HiFi-GAN

HiFi-GAN stands for “High Fidelity General Adversarial Network” which is a neural vocoder that is able to generate high fidelity speech synthesis from mel-spectrograms efficiently more than any other auto-regressive vocoder such (e.g. WaveNet, ClariNet) or GAN-based vocoder (e.g. GAN-TTS, MelGAN). HiFi-GAN was proposed by Kakao Enterprise in 2020 and published in this paper under the same name: “HiFi-GAN: Generative Adversarial Networks for Efficient and High Fidelity Speech Synthesis”. The official implementation for this paper can be found in this GitHub repository: hifi-gan. Also, the official audio samples can be found in this website.

Architecture

HiFi-GAN consists of one generator and two discriminators: multi-period discriminator (MPD) and multi-Scale discriminator (MSD). The generator and discriminators are trained adversarially, along with two additional losses for improving training stability and model performance. In the next part, we are going to talk about every module in more details:

Generator

The generator is a fully convolutional neural network. It uses a mel-spectrogram as input and upsamples it through transposed convolutions until the length of the output sequence matches the input. Every transposed convolution is followed by a Multi-receptive field Fusion (MRF) module. The MRF observes patterns of various lengths in parallel and returns the sum of outputs from multiple residual blocks. The following figure shows the whole architecture of the generator:

The generator architecture have a few hyper-parameters that can be fine-tuned in a trade-off between synthesis efficiency and sample quality, such as the (hidden dimension $h_{u}$ and kernel sizes $k_{u}$) of the transposed convolutions; and the (kernel sizes $k_{r}$ and dilation rates $D_{r}$) of MRF modules.

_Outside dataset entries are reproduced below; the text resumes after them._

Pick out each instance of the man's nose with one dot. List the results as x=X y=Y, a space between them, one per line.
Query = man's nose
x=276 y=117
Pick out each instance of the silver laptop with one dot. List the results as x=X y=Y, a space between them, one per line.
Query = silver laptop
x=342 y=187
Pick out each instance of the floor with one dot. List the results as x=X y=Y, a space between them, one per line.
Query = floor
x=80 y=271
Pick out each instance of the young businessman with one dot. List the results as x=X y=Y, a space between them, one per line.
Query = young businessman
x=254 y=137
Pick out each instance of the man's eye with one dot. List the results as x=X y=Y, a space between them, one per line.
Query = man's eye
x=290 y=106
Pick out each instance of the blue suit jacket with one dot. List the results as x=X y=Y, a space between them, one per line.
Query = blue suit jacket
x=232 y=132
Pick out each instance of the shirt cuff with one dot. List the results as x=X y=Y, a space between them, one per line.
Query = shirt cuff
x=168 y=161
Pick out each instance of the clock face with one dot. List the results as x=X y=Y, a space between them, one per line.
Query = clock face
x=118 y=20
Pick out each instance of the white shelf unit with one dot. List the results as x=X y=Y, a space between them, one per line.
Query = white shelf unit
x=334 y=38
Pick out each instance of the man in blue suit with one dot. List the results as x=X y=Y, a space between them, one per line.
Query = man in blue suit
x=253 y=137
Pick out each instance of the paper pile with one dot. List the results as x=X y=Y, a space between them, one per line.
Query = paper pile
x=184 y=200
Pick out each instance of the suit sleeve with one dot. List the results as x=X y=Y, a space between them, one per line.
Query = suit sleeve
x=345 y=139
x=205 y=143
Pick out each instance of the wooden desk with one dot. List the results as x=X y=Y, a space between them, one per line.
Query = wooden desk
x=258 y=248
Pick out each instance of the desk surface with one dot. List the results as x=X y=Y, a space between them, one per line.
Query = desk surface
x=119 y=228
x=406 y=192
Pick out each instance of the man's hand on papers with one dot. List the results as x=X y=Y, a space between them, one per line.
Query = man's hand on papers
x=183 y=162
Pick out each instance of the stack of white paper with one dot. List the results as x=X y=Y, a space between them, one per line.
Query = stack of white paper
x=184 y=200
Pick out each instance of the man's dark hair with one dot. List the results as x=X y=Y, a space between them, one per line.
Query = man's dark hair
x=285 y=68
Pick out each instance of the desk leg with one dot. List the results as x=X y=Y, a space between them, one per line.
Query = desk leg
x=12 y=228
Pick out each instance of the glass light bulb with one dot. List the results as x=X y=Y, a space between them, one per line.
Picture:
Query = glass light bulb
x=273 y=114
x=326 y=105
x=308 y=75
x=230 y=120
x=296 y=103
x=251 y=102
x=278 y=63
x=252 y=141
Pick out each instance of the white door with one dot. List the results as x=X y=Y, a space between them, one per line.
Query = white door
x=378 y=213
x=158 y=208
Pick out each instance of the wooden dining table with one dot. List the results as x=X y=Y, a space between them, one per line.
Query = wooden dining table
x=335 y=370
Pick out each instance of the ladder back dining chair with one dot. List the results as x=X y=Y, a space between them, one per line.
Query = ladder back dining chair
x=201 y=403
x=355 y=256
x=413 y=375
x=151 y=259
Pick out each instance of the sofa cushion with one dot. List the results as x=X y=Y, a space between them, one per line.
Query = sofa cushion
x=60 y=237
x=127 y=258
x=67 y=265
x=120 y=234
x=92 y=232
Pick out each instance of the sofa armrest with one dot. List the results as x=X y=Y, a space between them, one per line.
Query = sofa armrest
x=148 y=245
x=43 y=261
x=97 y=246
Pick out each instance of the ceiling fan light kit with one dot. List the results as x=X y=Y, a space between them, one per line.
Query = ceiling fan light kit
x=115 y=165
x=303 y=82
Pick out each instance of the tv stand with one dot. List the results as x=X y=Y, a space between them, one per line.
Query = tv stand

Multi-Period Discriminator (MPD)

MPD is a mixture of sub-discriminators, each sub-discriminator is a stack of strided convolutional layers with leaky rectified linear unit (ReLU) activation. Sub-discriminator only accepts equally spaced samples of an input audio; the space is given as period $p$. The sub-discriminators are designed to capture different implicit structures from each other by looking at different parts of an input audio. The way MPD works is shown in the following figure:

  • Given a certain period $p$; in the paper, they set the periods to $\lbrack 2,\ 3,\ 5,\ 7,\ 11\rbrack$ to avoid overlaps as much as possible.

  • Then, they reshape the 1D raw audio of length $T$ into 2D data of $\left( \frac{T}{p},\ p \right)$

  • Then, they apply 2D convolutions to the reshaped data, where the kernel size of every convolutional layer is $(k \times 1)$ to process the periodic samples independently on the width axis.

  • Lastly, weight normalization is applied to MPD.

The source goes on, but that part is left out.